Undocumented clamp behavior in mlagents-learn PPO trainer

hukaidong commented 5 years ago

Recently when I implemented an experiment scene, I find that actions in ml-agent learned NN was clamped in the range of [-1, 1] although I have no explicit clamp in my code. I find no line document this behavior. Controversially, many examples in this repository explicit clamp their actions before applying physics, which could be quite misleading for developers to have a sense of "action vector could have value greater than 1".

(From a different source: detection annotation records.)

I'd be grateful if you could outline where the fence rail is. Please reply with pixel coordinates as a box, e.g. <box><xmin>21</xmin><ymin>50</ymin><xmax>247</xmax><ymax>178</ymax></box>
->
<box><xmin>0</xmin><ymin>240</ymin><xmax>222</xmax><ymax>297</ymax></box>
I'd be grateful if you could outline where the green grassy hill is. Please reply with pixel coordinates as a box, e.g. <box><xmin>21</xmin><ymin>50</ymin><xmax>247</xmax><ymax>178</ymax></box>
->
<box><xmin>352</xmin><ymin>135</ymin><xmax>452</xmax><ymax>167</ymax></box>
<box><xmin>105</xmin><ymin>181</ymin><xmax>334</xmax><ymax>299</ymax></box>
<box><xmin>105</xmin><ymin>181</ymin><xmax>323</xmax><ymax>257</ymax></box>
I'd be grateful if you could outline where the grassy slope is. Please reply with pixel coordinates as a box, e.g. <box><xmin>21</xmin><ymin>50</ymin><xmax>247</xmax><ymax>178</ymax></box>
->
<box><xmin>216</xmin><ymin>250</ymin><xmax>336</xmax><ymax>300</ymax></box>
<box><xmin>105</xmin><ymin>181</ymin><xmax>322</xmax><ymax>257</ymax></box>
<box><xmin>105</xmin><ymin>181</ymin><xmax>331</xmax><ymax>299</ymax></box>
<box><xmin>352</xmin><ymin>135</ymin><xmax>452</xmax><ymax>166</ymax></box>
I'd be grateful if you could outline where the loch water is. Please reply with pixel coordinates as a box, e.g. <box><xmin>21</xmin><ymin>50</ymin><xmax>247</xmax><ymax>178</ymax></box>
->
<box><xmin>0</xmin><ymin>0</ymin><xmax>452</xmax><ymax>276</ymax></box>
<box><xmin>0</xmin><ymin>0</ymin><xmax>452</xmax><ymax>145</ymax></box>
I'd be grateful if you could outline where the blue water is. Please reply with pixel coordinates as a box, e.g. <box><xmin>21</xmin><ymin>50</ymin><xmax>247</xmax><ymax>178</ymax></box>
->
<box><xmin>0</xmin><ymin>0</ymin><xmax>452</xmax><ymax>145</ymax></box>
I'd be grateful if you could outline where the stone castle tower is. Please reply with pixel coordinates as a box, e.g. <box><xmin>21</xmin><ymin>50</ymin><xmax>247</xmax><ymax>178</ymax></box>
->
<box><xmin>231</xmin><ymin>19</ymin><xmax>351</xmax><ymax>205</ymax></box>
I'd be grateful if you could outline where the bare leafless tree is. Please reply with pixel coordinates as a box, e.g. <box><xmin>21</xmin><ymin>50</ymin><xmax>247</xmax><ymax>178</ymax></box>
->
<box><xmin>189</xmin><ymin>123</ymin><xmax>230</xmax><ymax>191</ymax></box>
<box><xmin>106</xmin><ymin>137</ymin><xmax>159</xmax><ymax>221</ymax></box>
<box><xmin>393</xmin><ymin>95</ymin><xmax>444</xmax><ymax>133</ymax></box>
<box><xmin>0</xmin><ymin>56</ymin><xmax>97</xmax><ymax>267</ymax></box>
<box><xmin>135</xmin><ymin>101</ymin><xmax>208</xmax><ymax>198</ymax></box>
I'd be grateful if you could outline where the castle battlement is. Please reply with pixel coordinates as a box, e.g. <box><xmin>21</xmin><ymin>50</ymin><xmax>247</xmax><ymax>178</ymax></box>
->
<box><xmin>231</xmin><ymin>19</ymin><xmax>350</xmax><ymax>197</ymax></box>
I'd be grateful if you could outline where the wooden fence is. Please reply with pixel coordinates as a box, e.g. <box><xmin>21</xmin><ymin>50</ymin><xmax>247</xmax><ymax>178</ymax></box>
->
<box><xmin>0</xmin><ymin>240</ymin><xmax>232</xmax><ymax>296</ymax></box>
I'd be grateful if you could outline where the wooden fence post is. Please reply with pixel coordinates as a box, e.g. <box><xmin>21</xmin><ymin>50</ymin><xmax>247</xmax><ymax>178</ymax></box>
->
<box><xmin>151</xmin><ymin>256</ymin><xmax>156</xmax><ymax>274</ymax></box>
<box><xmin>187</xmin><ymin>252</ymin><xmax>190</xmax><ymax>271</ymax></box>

After a short period of investigate, I find that the clamping behavior came from a recent merge at https://github.com/Unity-Technologies/ml-agents/pull/649 . Shall we make this clamping behavior documented any where in the project? Moreover, make it to be optional would also be welcomed, since there are amount of scenarios which do not have explicit action bounds. Arbitrary bounds assignments should potentially be harmful to the learning result.

awjuliani commented 5 years ago

Hi @hukaidong

This is indeed documented here: https://github.com/Unity-Technologies/ml-agents/blob/master/docs/Learning-Environment-Design-Agents.md#continuous-action-space

By default the output from our provided PPO algorithm pre-clamps the values of vectorAction into the [-1, 1] range. It is a best practice to manually clip these as well, if you plan to use a 3rd party algorithm with your environment.

This clipping greatly improves stability when training using PPO and other policy gradient algorithms, and therefore it is included by default.

hukaidong commented 5 years ago

Uh, I see. This makes me more clear about the code. Thanks for the answer!

lock[bot] commented 4 years ago

This thread has been automatically locked since there has not been any recent activity after it was closed. Please open a new issue for related bugs.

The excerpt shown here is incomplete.